The 2012 Russian law ushered in increasingly harsh legal measures against civil society organisations, including a 2015 “undesirables” law that allows organisations to be banned and individuals fined or imprisoned for violating the foreign agents law.

Seven non-profit organisations have since been declared “undesirable”, including The National Endowment for Democracy, Open Society Foundations, International Republican Institute and the National Democratic Institute for International Affairs, and, in April 2017, an organisation run by former Russian prisoner of conscience Mikhail Khodorkovsky.

The European Union reacts

The European Commission and European Parliament vice president both expressed concerns about the Hungarian law’s incompatability with EU laws when it was in draft form.

Prior analysis jointly carried out by the European Centre for Non-Profit Law and the Hungarian Civil Liberties Union, among other NGOs, argued that the draft law violates EU law on anti-money laundering and terrorist financing, as well as provisions enabling the free movement of capital.

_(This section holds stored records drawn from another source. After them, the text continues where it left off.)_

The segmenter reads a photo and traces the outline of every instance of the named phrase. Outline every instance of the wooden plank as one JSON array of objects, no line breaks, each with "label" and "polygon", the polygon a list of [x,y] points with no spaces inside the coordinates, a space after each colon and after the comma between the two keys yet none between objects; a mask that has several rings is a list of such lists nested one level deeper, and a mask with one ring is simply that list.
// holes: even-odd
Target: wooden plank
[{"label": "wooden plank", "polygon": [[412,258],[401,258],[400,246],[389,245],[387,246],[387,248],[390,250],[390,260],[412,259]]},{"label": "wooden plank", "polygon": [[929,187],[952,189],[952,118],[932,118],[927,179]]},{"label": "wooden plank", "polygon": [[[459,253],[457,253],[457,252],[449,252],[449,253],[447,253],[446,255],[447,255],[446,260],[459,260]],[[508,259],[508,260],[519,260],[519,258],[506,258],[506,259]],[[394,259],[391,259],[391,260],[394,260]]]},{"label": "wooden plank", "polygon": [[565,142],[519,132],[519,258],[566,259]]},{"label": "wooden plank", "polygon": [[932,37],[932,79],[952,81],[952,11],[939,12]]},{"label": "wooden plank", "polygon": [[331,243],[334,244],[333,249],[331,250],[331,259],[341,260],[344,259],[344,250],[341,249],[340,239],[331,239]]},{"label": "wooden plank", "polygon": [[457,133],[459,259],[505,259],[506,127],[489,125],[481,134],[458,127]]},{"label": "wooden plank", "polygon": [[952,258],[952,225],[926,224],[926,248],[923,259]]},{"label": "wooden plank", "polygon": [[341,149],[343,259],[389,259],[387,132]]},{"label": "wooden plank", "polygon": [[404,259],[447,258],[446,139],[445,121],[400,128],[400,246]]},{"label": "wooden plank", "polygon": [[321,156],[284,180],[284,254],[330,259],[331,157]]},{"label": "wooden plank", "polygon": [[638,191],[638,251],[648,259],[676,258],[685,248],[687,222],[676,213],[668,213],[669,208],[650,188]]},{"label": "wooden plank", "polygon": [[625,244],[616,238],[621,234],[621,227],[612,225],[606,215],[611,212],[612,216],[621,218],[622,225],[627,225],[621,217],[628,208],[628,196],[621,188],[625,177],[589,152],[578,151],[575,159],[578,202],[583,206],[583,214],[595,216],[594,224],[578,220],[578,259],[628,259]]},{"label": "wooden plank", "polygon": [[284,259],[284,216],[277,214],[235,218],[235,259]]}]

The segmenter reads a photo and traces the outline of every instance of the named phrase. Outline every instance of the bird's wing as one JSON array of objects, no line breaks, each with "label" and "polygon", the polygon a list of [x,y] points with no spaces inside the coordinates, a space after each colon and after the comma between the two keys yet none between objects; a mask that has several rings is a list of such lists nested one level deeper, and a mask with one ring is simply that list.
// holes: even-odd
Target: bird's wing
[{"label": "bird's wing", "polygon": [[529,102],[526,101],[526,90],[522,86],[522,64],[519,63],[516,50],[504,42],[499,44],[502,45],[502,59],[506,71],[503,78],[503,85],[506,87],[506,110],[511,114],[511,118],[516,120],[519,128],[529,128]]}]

The government had “provided no evidence”, it asserted, that NGOs were at risk of money laundering or terrorist financing or demonstrated that existing national transparency measures are inadequate.

Viktor Orban defends his draft law in front of the European parliament on April 26. Eric Vidal/Reuters

Despite all evidence to the contrary, Viktor Orban has repeatedly reiterated that the NGO law was intended to promote increased transparency, saying it follows the example of an American law.

But as Human Rights Watch noted, this argument, which Russia also invoked in 2012, refers to the US Foreign Agent Registration Act, which “covers those organisations and individuals that operate ‘under direction and control of a foreign principle’”. It does not relate to advocacy-oriented NGOs with international donors.

The law’s passage puts the EU in a bind. A member state has now severely weakened the rights to free speech and association.

In engaging with the Hungarian government over the past months, including, in April, when announcing infringement proceedings after the Higher Education Law that targeted the Central European University, the Commission and European Parliament have emphasised the importance of these fundamental freedoms.

But if the bloc is to continue to claim that it is a union based on democratic values, it will have to do more than just voice concerns. Failure to protect and defend democracy within its own borders will undermine the EU’s credibility to do so elsewhere in the eyes of its own citizens, and that of the world.